Wherein Noggle Bends the Law of Supply and Demand

Back in the olden days of the early 1990s, I used to spend a lot of time and a lot of my disposable income at the local Mainstream Records because I could walk to it and because I could afford a couple of cheap audiocassettes for our weekend late night cruising expeditions. I gathered a reputation for finding old hits–old being from the middle 1980s–for us to ride to nowhere while learning to sing along. Back in those days, they offered cassette singles that featured, instead of a current song and a piece of filler from the album or a soundtrack, two hits by the same artist. On one of those excursions, I found “Electric Blue” by Icehouse, the best Australian band whose name was not just letters ever. The back side featured “Crazy”, which was pretty much all of their hits on one single since the paean to Australia required of all Australian bands who chart in the United States by an actual Australian law “Great Southern Land” sort of killed their charting in the United States.

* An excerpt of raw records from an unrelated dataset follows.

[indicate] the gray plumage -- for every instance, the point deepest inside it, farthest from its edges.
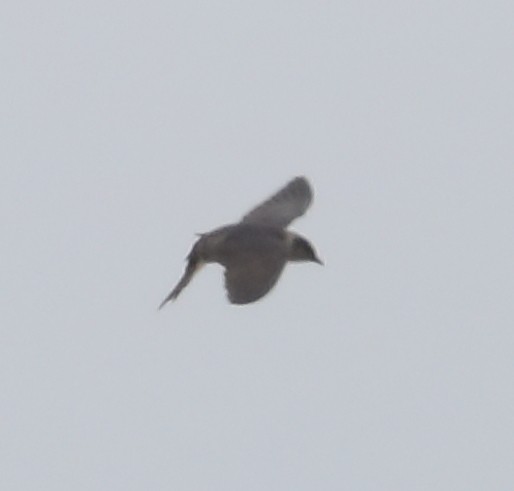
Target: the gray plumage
(255, 250)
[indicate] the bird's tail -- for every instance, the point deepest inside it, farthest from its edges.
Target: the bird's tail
(193, 265)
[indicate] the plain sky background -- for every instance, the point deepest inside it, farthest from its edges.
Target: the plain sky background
(126, 127)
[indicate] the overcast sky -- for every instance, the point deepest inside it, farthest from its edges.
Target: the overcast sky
(127, 127)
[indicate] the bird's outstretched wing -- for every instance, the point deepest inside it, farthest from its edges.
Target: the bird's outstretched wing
(284, 206)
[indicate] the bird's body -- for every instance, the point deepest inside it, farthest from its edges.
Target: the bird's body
(255, 250)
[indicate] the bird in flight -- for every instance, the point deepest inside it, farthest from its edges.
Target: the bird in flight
(255, 250)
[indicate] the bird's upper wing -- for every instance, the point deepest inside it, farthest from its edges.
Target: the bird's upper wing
(284, 206)
(251, 276)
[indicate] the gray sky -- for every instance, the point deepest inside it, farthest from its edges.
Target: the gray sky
(129, 126)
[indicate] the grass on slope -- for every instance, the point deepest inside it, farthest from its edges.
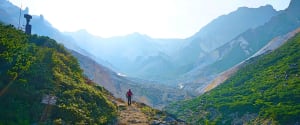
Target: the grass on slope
(34, 66)
(266, 90)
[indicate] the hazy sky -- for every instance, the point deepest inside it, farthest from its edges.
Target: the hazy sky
(155, 18)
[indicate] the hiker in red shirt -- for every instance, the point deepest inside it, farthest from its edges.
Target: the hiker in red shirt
(128, 95)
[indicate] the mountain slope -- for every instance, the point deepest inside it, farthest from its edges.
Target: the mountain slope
(32, 67)
(222, 30)
(264, 91)
(242, 47)
(147, 92)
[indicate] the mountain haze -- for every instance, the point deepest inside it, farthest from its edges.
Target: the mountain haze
(264, 91)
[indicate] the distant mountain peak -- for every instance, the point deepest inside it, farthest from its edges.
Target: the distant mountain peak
(294, 6)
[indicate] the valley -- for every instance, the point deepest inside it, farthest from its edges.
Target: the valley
(241, 68)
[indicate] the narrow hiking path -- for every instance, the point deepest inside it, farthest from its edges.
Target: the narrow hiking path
(131, 115)
(141, 114)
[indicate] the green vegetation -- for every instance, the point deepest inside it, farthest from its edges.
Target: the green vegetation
(265, 91)
(34, 66)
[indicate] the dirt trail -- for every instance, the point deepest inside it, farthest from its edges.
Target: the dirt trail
(130, 115)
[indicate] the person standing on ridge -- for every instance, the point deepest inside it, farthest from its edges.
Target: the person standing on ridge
(128, 95)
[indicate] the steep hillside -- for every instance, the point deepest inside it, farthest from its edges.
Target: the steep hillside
(148, 92)
(242, 47)
(34, 67)
(265, 90)
(271, 46)
(222, 30)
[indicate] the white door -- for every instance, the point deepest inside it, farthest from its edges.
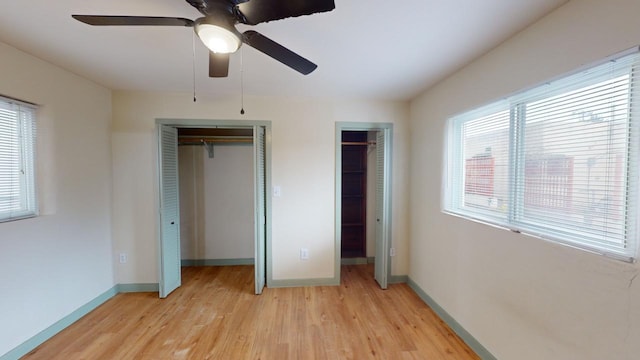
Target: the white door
(260, 207)
(382, 216)
(169, 211)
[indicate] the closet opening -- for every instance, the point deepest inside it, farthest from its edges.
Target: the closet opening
(363, 197)
(216, 196)
(213, 205)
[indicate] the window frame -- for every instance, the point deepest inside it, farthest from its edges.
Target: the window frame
(25, 121)
(453, 189)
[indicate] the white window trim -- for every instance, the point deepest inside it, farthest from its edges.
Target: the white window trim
(27, 148)
(453, 184)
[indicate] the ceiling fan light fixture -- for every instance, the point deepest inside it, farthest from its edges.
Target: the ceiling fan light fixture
(218, 38)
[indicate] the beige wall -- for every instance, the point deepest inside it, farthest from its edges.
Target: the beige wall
(303, 165)
(216, 202)
(53, 264)
(521, 297)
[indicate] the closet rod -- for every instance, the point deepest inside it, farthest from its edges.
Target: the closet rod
(358, 143)
(202, 140)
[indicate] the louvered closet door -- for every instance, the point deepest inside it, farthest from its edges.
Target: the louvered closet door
(381, 210)
(169, 212)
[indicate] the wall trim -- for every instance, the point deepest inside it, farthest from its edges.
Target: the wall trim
(398, 279)
(127, 288)
(358, 261)
(453, 324)
(218, 262)
(59, 325)
(303, 282)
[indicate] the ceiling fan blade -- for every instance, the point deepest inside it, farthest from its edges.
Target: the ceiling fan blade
(278, 52)
(101, 20)
(258, 11)
(218, 64)
(210, 7)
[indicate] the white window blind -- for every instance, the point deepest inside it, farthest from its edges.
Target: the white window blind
(559, 161)
(17, 142)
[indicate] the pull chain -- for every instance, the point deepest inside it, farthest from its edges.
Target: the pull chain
(193, 44)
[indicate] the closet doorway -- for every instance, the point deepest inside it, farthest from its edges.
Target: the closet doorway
(213, 210)
(363, 196)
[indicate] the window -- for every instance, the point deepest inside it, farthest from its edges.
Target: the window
(559, 161)
(17, 134)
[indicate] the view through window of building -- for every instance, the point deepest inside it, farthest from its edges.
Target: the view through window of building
(558, 161)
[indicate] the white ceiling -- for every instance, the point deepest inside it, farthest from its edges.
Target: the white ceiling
(378, 49)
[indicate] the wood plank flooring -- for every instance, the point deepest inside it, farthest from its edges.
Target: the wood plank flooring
(214, 315)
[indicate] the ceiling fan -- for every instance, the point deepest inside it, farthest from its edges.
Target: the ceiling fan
(217, 29)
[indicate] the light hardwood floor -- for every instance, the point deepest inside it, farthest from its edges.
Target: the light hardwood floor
(214, 315)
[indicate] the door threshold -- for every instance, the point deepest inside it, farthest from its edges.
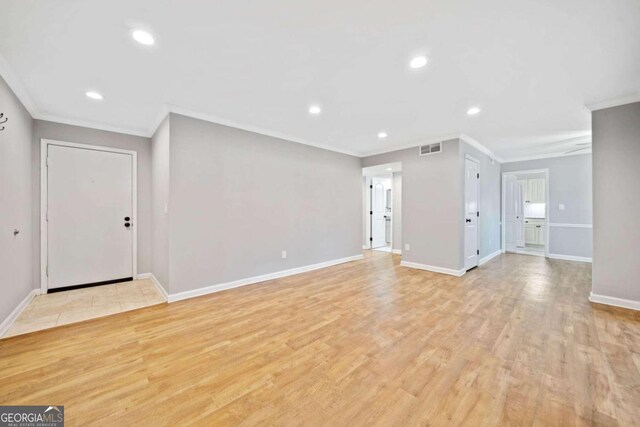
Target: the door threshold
(89, 285)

The Mainstream Records only had one in stock, and I snapped it up to share with Deb and Chris in the comfort of Chris’s old Cutlass Sierra. Of course, by “old,” I mean it was only as old as the songs, but when you’re <20, there's a lot of things that are "old." During our rides through the Wisconsin dark, I convinced Deb I was singing to her, and she thought I sounded an awful lot like Iva Davies although in retrospect, of course I know I did not. So when an employee came along with the stone tablets that they used for ordering in those days, children, and noticed that Icehouse had sold, Mainstream ordered another copy. When that other copy arrived, I bought it immediately, and by immediately, I mean within a day or so of its shelving. As I said, I spent a lot of time there. I probably gave that copy directly to Deb. So when the Mainstream employee came along the next time with the tablet and chisel, he or she noticed that Icehouse had sold out, again. So they hammered a bigger number into the stone. Within short order, two copies of the Icehouse single arrived. Of course, I bought them immediately as well. One for Chris and one for my brother. Perfect! Then the Mainstream employee came along and thought he was seeing some revival of Icehouse or some strange musical fad blip, but this proactive Mainstream employee ordered four copies.

Which sat on the Mainstream shelf probably until the record store went out of business in the middle 1990s. They had no way of knowing that I was only a small-time taste maker and that the sudden surge in Icehouse’s popularity in the northwest corner of Milwaukee was very limited in scope indeed.